Implemented a module to detect backchannel segments, and updated the coalesce module to ignore them when coalescing same-speaker turns

2026-04-27 19:49:25 -05:00
parent aab6d12730
commit bbfb8aba44
10 changed files with 360 additions and 6 deletions
--- a/README.md
+++ b/README.md
@@ -44,7 +44,7 @@ Optional flags:
 - `--input-reader`: input reader module. Default: `json-files`.
 - `--output-modules`: comma-separated output modules. Default: `json`.
 - `--preprocessing-modules`: comma-separated preprocessing modules. Default: `validate-raw,normalize-speakers,trim-text`.
- `--postprocessing-modules`: comma-separated postprocessing modules. Default: `detect-overlaps,resolve-overlaps,coalesce,detect-overlaps,autocorrect,assign-ids,validate-output`.
+- `--postprocessing-modules`: comma-separated postprocessing modules. Default: `detect-overlaps,resolve-overlaps,backchannel,coalesce,detect-overlaps,autocorrect,assign-ids,validate-output`.
 - `--coalesce-gap`: maximum same-speaker gap in seconds for `coalesce`. Default: `3.0`.

 ## Input JSON Format
@@ -151,7 +151,7 @@ The merged output uses the current seriatim envelope:
    "input_reader": "json-files",
    "input_files": ["eric.json", "mike.json"],
    "preprocessing_modules": ["validate-raw", "normalize-speakers", "trim-text"],
-    "postprocessing_modules": ["detect-overlaps", "resolve-overlaps", "coalesce", "detect-overlaps", "autocorrect", "assign-ids", "validate-output"],
+    "postprocessing_modules": ["detect-overlaps", "resolve-overlaps", "backchannel", "coalesce", "detect-overlaps", "autocorrect", "assign-ids", "validate-output"],
    "output_modules": ["json"]
  },
  "segments": [
@@ -173,7 +173,8 @@ The merged output uses the current seriatim envelope:
      "speaker": "Eric Rakestraw",
      "start": 2.0,
      "end": 2.5,
-      "text": "Resolved word run"
+      "text": "Resolved word run",
+      "categories": ["backchannel"]
    }
  ],
  "overlap_groups": [
@@ -215,7 +216,7 @@ Overlap behavior:

 ## Overlap Resolution

-The default postprocessing pipeline runs `detect-overlaps`, then `resolve-overlaps`, then `coalesce`, then a second `detect-overlaps` pass.
+The default postprocessing pipeline runs `detect-overlaps`, then `resolve-overlaps`, then `backchannel`, then `coalesce`, then a second `detect-overlaps` pass.
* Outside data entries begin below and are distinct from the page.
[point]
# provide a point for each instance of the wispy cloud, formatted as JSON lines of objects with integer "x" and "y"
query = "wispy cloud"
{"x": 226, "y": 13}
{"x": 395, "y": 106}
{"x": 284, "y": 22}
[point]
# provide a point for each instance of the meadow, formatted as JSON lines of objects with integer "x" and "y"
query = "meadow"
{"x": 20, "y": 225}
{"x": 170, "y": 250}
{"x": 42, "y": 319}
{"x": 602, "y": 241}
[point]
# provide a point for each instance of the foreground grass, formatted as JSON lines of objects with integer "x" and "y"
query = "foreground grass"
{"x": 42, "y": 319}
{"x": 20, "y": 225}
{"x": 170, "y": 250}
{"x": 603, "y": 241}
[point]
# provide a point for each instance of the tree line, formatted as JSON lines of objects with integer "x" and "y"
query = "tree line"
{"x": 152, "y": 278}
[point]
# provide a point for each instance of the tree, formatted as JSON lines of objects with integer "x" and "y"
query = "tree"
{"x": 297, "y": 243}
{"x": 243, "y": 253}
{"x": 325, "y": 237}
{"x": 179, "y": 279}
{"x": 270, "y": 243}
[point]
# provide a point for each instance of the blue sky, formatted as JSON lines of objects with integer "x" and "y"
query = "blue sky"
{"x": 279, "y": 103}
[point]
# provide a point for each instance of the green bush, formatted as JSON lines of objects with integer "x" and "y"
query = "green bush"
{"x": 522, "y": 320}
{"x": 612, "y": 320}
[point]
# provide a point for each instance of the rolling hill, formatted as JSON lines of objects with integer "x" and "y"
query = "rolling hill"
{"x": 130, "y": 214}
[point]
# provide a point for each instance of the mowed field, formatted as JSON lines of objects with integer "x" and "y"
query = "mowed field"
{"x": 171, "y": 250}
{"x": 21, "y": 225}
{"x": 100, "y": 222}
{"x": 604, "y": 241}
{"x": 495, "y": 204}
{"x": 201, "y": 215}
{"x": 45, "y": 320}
 For each detected overlap group, `resolve-overlaps` uses preserved WhisperX word timing to build smaller word-run replacement segments:

@@ -236,12 +237,24 @@ For each detected overlap group, `resolve-overlaps` uses preserved WhisperX word
 - If a speaker has no usable word timing in a group, that speaker's original segment is kept.
 - If no speakers in a group have usable word timing, the original group and annotations remain unchanged.

+## Backchannels
+
+The default pipeline runs `backchannel` before `coalesce`. It tags short acknowledgement segments with:
+
+```json
+"categories": ["backchannel"]
+```
+
+Backchannel matching is case-insensitive, trims surrounding whitespace, and requires a matching acknowledgement phrase, no more than three whitespace-delimited words, and duration no greater than `1.0` second.
+
 ## Coalescing

 The default pipeline runs `coalesce` before the second overlap detection pass. It merges adjacent same-speaker segments in the transcript's current order when `next.start - current.end <= --coalesce-gap`.

 Coalesced segments use `source_ref` values such as `coalesce:1`, include `derived_from`, and omit `source_segment_index`.

+Different-speaker backchannel segments do not block coalescing of surrounding same-speaker segments. When same-speaker segments are coalesced, any `backchannel` category from the merged inputs is dropped from the coalesced segment.
+
 ## Autocorrect

 Autocorrect is included in the default postprocessing pipeline. If `--autocorrect` is omitted, the module leaves transcript text unchanged and records a skip event in the optional report.